You see, On the 1st week of October: 1) We pulled Luka and Zoe out of their new school, worried about the high levels of stress that they were enduring and, advised by a psychologist, decided to home school them (insert worry, doubts and sadness), 2) We lost our babysitter ( a big deal for expats like us, trust me) and 3) I started working, from home, on the most amazing project I could have ever dreamed (insert jumps of joy and huge smiles). Our daily lives, and the plans we had for the immediate future, as you can imagine, changed pretty much overnight, and it has taken a while for all of us to re adjust and find the calm and quiet of a new normal.

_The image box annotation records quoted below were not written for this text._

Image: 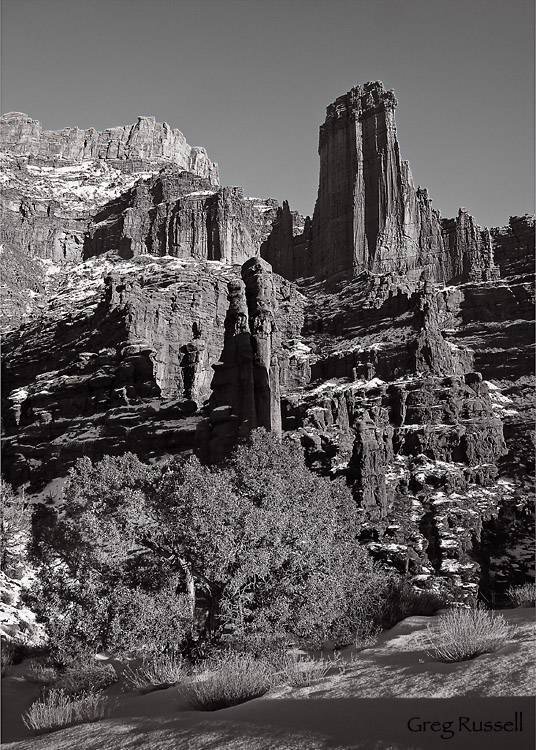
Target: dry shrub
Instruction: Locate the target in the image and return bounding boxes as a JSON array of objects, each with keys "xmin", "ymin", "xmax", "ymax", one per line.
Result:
[
  {"xmin": 506, "ymin": 583, "xmax": 536, "ymax": 607},
  {"xmin": 123, "ymin": 654, "xmax": 188, "ymax": 691},
  {"xmin": 188, "ymin": 653, "xmax": 275, "ymax": 711},
  {"xmin": 26, "ymin": 661, "xmax": 59, "ymax": 687},
  {"xmin": 427, "ymin": 609, "xmax": 515, "ymax": 662},
  {"xmin": 280, "ymin": 654, "xmax": 341, "ymax": 687},
  {"xmin": 22, "ymin": 688, "xmax": 108, "ymax": 734},
  {"xmin": 382, "ymin": 578, "xmax": 446, "ymax": 628},
  {"xmin": 57, "ymin": 659, "xmax": 117, "ymax": 695}
]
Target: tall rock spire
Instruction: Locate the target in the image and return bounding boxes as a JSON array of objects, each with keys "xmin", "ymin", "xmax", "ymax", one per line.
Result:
[{"xmin": 288, "ymin": 81, "xmax": 496, "ymax": 283}]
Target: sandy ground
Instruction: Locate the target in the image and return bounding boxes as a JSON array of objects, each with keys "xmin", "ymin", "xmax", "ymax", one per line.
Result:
[{"xmin": 2, "ymin": 609, "xmax": 536, "ymax": 750}]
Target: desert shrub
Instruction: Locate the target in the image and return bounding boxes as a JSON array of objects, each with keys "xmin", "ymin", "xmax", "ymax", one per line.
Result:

During all this time there were many occasions in which I sat at the computer with the intention to type a new blog post, only to be met by the most atrocious writer’s block. It seemed as though I had run out of words or, rather, as if I had too many words waiting to be said, too many raw emotions inside of me battling to be put on paper first. Should I talk to you about the sadness and worry for our children’s well being that had haunted us during September, or should I talk about the relief we found when, unexpectedly and surprisingly, we decided to home school them? And how to discuss the joy, hope and personal fulfillment that the new project I am working on had brought into my life? How could I piece those feelings together, in a blog post, or two, or three, when I was still dazed myself by all that had occurred?
And the more I thought about it, the more daunting the task seemed. As days and then weeks passed by, this first blog post acquired mythical proportions and it became more and more difficult to write.

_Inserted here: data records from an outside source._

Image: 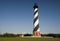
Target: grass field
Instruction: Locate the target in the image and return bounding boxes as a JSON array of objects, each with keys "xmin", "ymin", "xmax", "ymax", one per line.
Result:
[{"xmin": 0, "ymin": 37, "xmax": 60, "ymax": 41}]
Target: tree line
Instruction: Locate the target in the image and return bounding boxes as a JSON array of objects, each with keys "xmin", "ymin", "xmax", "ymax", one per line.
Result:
[{"xmin": 0, "ymin": 33, "xmax": 60, "ymax": 38}]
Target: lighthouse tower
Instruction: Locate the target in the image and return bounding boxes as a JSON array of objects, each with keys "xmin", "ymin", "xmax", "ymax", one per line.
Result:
[{"xmin": 33, "ymin": 3, "xmax": 41, "ymax": 37}]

Until this week, when I realized I didn’t have to do any of this: that I can take my time to write about it all in greater detail when the words come to me in their own time, and that I could just come back here being me, the confused, worried, joyful, warm and simply happy me that I have always been. And that I could just say hello to you again, bring you a piece of pie, and ask you (like old friends do):
How have you been, my dears, during all this time?

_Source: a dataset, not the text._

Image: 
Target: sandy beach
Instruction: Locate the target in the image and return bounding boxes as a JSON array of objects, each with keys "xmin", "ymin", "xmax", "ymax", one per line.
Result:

And speaking of pie, here’s the recipe I promised:
Vegan & refined sugar free apple pie
Ingredients: For the crust:400 grs all purpose flour, 200 grs margarine, cold (the best quality you can find, preferably from the health food store), 2 tablespoons coconut palm sugar, 1/4 cup very cold water. For the filling: 2 big Granny Smith apples, 3 tablespoons cornstarch, dissolved in cold water, 7 tablespoons coconut palm sugar, 2 tablespoons ground cinnamon.
1) Make the crust: Put flour, sugar and margarine in the food processor. Pulse until the flour reaches a sand-like consistency. Add water while the processor runs, until the dough separates from the bowl. Wrap the dough in foil and let it rest in the refrigerator for one hour. Note: If you don’t have a food processor, use two knives to incorporate flour, sugar and margarine.
2) After one hour, pre heat the oven to 180 C/ 350 F. Remove the dough from the refrigerator and divide it in two. Roll one half and cover the botton of a pie dish with it.
3) Prepare the filling: Peel and finely slice the apples and put them in the pie dish. Mix the dissolved cornstarch, coconut sugar and cinnamon and pour it evenly over the apples, to coat. Cover the dish with the other half of dough and bring it to the oven. Bake until the crust is golden. Serve warm and, if you are feeling decadent, accompanied by a scoop of good quality vanilla bean ice cream.